Check out Emily in Emotional Creature at the Pershing Square Signature Center (42nd Street and 10th Ave) in New York City
Follow Emily on Twitter @EmGrosland
this is an awesome piece, and i’m always happy to read about successful queers and genderqueer people out in the world! :D
however, it seems a little bit insensitive to use female pronouns to describe emily; even though they don’t specifically say “use gender neutral pronouns,” the fact that they identify as genderqueer/pangender suggests that they would appreciate the use of non-gendered pronouns.
Hmm, perhaps they use female pronouns, though? I have two genderqueer friends who both prefer female pronouns, so I’m never sure with these things, although it’s always good to just ask in order to avoid confusion or offense.
Autostraddle has been really great in the past in using gender neutral pronouns when the person in question asks for them.

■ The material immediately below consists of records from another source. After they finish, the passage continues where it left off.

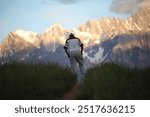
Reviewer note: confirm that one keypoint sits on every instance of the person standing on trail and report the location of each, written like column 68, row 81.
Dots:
column 74, row 50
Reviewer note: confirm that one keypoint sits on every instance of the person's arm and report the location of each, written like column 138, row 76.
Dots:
column 65, row 48
column 82, row 47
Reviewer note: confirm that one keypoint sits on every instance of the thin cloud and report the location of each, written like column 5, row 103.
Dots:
column 69, row 1
column 128, row 6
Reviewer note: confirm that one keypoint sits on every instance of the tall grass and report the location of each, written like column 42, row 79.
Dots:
column 34, row 81
column 111, row 81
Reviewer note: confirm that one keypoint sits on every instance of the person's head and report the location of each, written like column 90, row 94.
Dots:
column 71, row 35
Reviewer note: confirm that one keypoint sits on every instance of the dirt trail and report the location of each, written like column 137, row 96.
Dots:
column 70, row 95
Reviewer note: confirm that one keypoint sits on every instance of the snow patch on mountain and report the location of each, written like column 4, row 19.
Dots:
column 27, row 35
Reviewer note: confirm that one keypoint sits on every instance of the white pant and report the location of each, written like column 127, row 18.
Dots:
column 76, row 60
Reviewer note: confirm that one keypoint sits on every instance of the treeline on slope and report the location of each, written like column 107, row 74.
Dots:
column 113, row 82
column 34, row 81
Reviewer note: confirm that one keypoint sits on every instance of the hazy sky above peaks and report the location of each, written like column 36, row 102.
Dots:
column 38, row 15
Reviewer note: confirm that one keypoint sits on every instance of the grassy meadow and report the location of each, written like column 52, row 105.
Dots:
column 34, row 81
column 113, row 82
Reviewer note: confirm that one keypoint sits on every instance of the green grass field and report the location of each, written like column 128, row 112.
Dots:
column 34, row 81
column 113, row 82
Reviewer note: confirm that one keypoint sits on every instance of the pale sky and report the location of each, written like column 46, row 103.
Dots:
column 38, row 15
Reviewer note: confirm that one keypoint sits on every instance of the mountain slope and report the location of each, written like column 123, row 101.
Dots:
column 123, row 41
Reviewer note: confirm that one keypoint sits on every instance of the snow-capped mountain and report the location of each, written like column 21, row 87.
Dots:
column 123, row 41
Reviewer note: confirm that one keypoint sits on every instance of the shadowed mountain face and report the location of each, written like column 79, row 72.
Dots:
column 123, row 41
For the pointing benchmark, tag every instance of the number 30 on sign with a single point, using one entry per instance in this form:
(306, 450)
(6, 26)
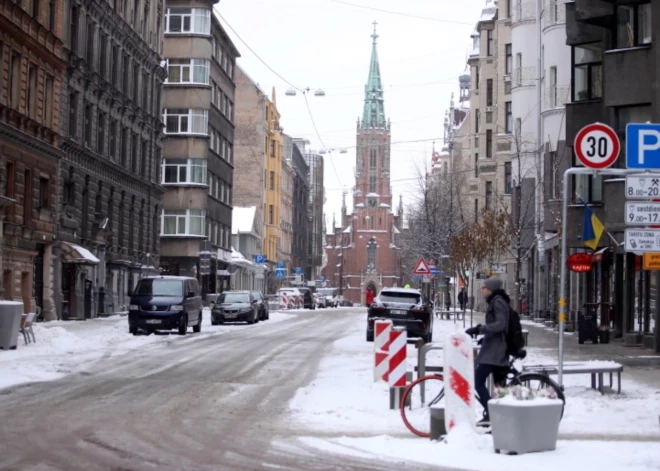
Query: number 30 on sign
(597, 146)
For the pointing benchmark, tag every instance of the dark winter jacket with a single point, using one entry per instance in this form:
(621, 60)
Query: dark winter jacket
(493, 345)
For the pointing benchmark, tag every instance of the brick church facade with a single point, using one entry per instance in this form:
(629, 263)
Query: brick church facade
(363, 250)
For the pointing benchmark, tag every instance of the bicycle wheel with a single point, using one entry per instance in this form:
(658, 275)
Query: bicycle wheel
(416, 402)
(542, 381)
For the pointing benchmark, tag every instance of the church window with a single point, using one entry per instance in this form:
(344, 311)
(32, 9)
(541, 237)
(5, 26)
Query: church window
(371, 255)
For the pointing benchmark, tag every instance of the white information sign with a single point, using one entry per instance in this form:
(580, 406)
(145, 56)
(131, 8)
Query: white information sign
(642, 240)
(643, 186)
(642, 213)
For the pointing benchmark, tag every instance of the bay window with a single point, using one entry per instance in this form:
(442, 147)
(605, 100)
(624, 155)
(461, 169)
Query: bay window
(187, 21)
(188, 71)
(184, 171)
(185, 121)
(183, 222)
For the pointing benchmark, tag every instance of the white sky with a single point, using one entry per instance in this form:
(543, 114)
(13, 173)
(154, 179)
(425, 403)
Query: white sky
(326, 44)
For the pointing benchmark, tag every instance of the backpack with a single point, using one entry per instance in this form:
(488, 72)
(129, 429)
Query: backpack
(515, 340)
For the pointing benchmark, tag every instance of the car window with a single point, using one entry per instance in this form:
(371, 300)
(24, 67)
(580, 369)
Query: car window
(396, 297)
(159, 287)
(234, 298)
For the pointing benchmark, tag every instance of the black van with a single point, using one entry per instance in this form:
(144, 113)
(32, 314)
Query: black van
(165, 303)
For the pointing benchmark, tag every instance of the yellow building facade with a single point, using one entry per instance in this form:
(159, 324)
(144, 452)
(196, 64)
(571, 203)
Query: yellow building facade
(273, 169)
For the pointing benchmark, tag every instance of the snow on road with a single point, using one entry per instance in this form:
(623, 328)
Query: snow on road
(65, 347)
(344, 411)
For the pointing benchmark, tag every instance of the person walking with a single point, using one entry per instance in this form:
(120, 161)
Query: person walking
(369, 297)
(492, 358)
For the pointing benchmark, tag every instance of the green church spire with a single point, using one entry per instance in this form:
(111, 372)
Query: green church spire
(374, 104)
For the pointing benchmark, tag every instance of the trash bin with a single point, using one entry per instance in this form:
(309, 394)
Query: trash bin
(10, 322)
(588, 324)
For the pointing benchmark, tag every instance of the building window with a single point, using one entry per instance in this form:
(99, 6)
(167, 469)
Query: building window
(188, 71)
(27, 197)
(180, 171)
(489, 92)
(188, 20)
(633, 25)
(587, 72)
(184, 222)
(489, 195)
(489, 144)
(184, 121)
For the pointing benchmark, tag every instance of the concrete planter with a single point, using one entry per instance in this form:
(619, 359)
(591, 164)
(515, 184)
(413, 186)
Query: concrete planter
(524, 426)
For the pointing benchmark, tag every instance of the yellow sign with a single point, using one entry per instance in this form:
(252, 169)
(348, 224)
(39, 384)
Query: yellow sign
(652, 261)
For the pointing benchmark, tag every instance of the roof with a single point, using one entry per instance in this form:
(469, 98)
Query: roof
(242, 219)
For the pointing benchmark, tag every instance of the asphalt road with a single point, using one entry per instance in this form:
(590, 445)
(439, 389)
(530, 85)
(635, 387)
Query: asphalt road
(216, 403)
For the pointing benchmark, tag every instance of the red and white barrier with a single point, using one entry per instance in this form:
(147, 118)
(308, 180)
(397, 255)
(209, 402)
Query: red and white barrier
(459, 381)
(382, 330)
(397, 358)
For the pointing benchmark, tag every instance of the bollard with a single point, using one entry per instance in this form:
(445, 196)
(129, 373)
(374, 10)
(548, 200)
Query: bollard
(397, 362)
(459, 381)
(438, 428)
(381, 349)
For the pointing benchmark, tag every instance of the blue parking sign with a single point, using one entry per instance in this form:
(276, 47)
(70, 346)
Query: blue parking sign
(643, 146)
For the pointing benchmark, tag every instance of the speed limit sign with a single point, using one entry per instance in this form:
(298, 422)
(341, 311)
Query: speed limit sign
(597, 146)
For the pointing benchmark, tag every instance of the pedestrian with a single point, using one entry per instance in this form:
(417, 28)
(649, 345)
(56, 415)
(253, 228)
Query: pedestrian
(492, 358)
(370, 297)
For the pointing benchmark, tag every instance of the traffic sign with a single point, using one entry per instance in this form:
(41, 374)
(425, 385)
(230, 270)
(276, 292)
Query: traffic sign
(642, 213)
(422, 268)
(642, 240)
(652, 261)
(643, 186)
(643, 145)
(597, 146)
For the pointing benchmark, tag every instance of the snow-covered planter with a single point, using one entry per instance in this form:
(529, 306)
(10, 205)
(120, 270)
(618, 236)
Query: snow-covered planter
(523, 421)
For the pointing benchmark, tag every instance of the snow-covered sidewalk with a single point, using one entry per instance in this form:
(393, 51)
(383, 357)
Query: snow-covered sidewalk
(65, 347)
(345, 411)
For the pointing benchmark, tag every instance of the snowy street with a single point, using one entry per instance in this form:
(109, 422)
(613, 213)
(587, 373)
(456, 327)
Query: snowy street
(294, 393)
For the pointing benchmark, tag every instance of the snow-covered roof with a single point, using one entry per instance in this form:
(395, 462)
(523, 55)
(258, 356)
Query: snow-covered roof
(242, 219)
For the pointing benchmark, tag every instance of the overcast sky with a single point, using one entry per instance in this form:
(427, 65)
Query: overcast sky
(326, 44)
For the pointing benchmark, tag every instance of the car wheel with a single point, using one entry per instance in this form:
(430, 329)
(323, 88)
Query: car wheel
(183, 327)
(198, 328)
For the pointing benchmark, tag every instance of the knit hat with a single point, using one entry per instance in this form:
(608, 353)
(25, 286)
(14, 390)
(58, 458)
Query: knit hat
(493, 284)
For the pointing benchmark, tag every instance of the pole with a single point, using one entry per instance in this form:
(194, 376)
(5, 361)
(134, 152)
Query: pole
(539, 158)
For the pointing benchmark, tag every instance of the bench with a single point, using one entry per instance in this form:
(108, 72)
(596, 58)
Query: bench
(594, 368)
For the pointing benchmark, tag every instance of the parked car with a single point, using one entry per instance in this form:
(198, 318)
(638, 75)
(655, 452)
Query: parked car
(406, 308)
(165, 303)
(262, 304)
(235, 306)
(331, 296)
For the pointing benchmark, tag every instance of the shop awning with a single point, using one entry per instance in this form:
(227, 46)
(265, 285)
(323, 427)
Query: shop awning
(72, 253)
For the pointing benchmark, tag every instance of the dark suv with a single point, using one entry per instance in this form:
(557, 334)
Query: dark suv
(406, 308)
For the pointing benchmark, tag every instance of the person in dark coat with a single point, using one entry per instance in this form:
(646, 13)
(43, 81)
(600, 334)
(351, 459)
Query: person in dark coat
(369, 297)
(492, 357)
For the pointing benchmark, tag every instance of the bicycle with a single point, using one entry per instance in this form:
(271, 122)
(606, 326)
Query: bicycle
(415, 409)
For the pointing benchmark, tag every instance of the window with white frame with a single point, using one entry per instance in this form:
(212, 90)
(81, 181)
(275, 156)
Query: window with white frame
(186, 121)
(188, 71)
(184, 171)
(187, 21)
(182, 222)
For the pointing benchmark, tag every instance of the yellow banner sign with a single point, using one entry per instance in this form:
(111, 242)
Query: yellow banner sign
(652, 261)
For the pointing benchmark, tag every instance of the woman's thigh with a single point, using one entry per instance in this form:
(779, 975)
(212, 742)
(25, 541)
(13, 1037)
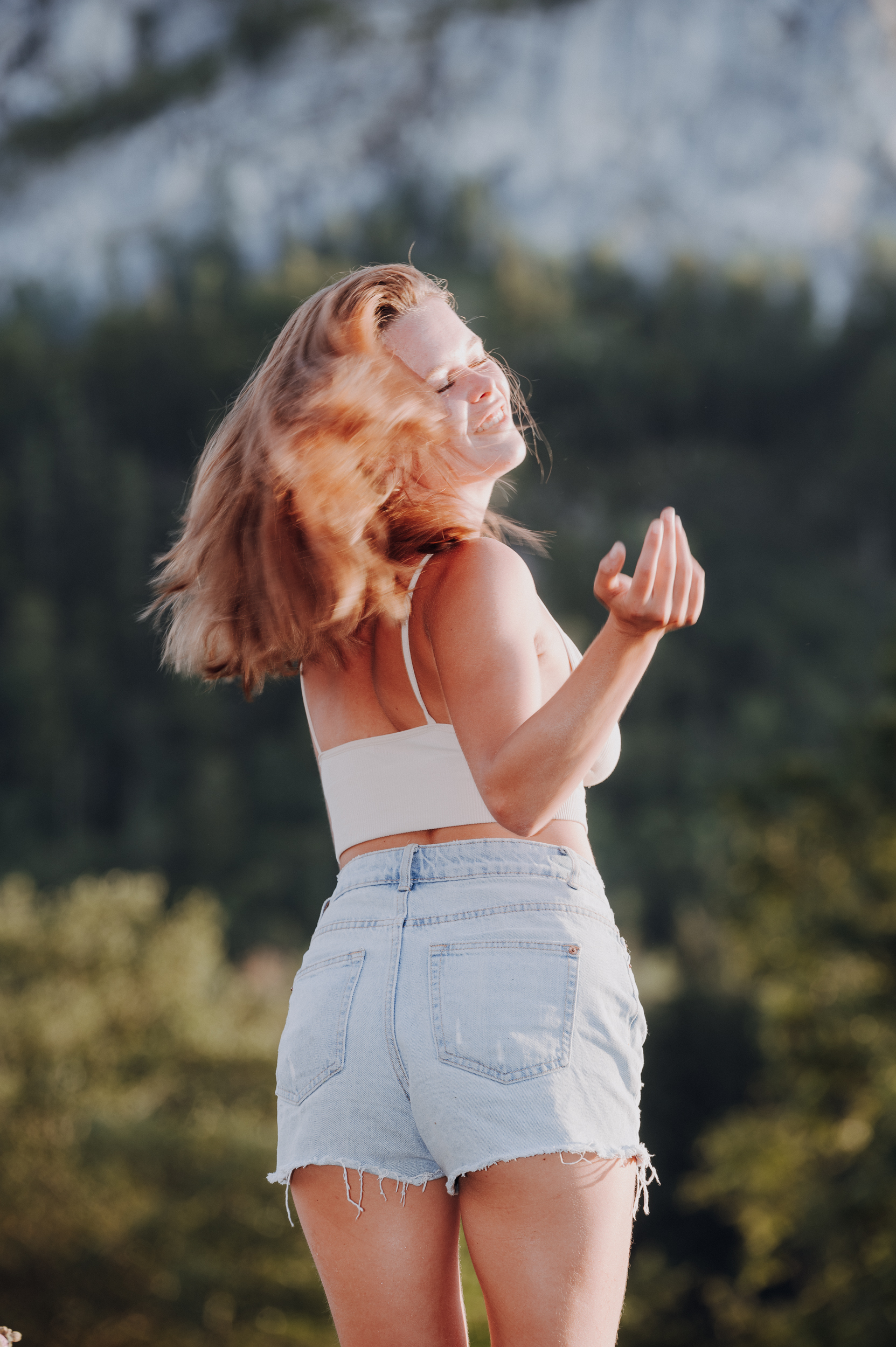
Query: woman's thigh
(550, 1244)
(391, 1275)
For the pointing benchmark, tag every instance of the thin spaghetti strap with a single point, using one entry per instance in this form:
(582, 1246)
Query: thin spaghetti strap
(406, 644)
(314, 739)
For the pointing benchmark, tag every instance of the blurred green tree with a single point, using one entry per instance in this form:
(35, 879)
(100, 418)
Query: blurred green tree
(138, 1124)
(806, 1171)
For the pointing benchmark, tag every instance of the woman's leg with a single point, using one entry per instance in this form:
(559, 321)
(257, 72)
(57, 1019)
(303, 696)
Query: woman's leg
(550, 1245)
(392, 1276)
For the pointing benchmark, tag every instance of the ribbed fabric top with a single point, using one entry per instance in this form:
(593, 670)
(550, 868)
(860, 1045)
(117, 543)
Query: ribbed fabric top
(411, 780)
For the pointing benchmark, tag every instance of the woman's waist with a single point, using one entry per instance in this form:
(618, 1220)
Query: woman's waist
(490, 879)
(422, 865)
(560, 833)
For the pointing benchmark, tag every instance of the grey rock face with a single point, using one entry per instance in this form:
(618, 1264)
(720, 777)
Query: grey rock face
(762, 131)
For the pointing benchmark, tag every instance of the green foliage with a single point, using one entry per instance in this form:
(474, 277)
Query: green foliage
(806, 1172)
(138, 1125)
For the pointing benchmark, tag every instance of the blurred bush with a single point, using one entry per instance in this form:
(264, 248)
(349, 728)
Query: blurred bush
(806, 1172)
(138, 1125)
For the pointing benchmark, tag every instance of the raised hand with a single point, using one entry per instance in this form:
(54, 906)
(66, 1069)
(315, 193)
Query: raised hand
(666, 591)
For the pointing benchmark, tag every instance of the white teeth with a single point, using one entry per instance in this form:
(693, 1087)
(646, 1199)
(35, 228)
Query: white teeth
(495, 419)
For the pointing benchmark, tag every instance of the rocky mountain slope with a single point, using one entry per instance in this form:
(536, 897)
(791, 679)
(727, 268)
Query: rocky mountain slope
(741, 133)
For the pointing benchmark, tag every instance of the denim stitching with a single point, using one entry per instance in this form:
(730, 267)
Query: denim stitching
(438, 953)
(398, 933)
(547, 873)
(353, 961)
(472, 914)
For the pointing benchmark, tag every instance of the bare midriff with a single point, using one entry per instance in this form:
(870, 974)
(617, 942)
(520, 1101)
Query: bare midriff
(557, 833)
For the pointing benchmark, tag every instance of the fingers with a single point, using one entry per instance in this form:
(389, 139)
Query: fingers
(609, 581)
(684, 577)
(696, 597)
(665, 578)
(647, 564)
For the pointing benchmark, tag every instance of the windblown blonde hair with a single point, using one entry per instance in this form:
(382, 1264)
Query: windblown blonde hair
(305, 519)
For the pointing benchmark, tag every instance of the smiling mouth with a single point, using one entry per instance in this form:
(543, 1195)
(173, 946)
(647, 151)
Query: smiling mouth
(492, 421)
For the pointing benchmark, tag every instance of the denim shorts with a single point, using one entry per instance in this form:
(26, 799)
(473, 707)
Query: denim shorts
(461, 1004)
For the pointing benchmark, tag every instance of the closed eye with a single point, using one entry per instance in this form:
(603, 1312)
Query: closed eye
(474, 364)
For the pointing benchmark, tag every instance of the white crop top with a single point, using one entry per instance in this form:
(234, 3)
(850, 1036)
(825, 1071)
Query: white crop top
(413, 780)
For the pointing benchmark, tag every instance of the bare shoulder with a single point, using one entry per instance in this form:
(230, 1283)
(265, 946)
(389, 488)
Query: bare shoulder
(479, 580)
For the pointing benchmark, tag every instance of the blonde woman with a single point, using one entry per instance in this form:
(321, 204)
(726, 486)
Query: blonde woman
(464, 1038)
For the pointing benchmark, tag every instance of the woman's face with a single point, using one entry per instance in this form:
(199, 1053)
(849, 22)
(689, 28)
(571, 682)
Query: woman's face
(434, 343)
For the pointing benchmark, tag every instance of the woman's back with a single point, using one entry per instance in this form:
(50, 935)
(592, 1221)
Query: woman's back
(392, 766)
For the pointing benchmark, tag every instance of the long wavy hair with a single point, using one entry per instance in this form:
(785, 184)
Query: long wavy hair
(305, 519)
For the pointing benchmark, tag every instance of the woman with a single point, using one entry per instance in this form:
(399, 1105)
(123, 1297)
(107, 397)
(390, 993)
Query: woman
(467, 1009)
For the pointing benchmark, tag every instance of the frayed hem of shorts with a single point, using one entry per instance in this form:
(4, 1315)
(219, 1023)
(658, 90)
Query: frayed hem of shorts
(284, 1174)
(639, 1156)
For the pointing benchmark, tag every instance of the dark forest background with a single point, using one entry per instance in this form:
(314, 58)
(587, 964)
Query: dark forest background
(748, 837)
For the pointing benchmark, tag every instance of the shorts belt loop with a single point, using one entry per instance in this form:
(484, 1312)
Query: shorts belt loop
(405, 873)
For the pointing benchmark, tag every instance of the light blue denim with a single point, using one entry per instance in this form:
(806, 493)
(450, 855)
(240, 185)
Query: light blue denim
(460, 1005)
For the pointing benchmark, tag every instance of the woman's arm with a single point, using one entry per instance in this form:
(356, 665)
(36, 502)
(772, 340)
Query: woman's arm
(484, 619)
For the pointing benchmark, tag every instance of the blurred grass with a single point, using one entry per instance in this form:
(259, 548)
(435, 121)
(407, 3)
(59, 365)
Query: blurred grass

So I’m guessing Emily either didn’t specify or said that female pronouns are fine.
Thanks for the really great interview, Jess!
You are so right. Instant Auto-Crush.
Ha-ha, I like that- “Auto-Crush”. noun. Developing a crush on someone because they were featured on Autostraddle. Examples include: Megan Rapinoe and Sara Croce.
you did CTE?!?!? OMG I did CTE for years!!!! it was like the best part of growing up in Elgin! And I’m also genderqueeer!!!! ahhhh I must know you!
Thank you for this. It is so inspiring. I am a theatre student and gender neutral as well and sometimes it is really hard to create yourself a path when you never really “look the part” in an heterosexual environment.
she’s so great!
“If I could play Peter Pan for the rest of my life, I would.”
i once described my ‘type’ to someone as “the kind of woman who plays pantomime peter pan” so this is extremely relevant to my feelings. also: SHE CAME OUT THROUGH DANCE!!
emily is so inspiring. i saw her in emotional creature before it was technically off broadway, when it was at Berkeley rep theatre, and it is just so amazing to know that, being a non-binary theatre kid, there is a place for me in professional theatre, and im not stuck with ultra feminine roles that make me squirm. i just wish i could hug her right now.
also, her monologue about the wedding dress is the ost amazing thing on this planet
I want Emily to be my friend! xD I loved this interview and I feel like I identify so much with Emily’s experience of coming out and also with the way she describes her gender and sexuality. And I love that smile!
This is weird. I was in theatre school at a nearby college and saw Emily in a musical once. I remember thinking at the time that I had seen someone special. Way to go Emily!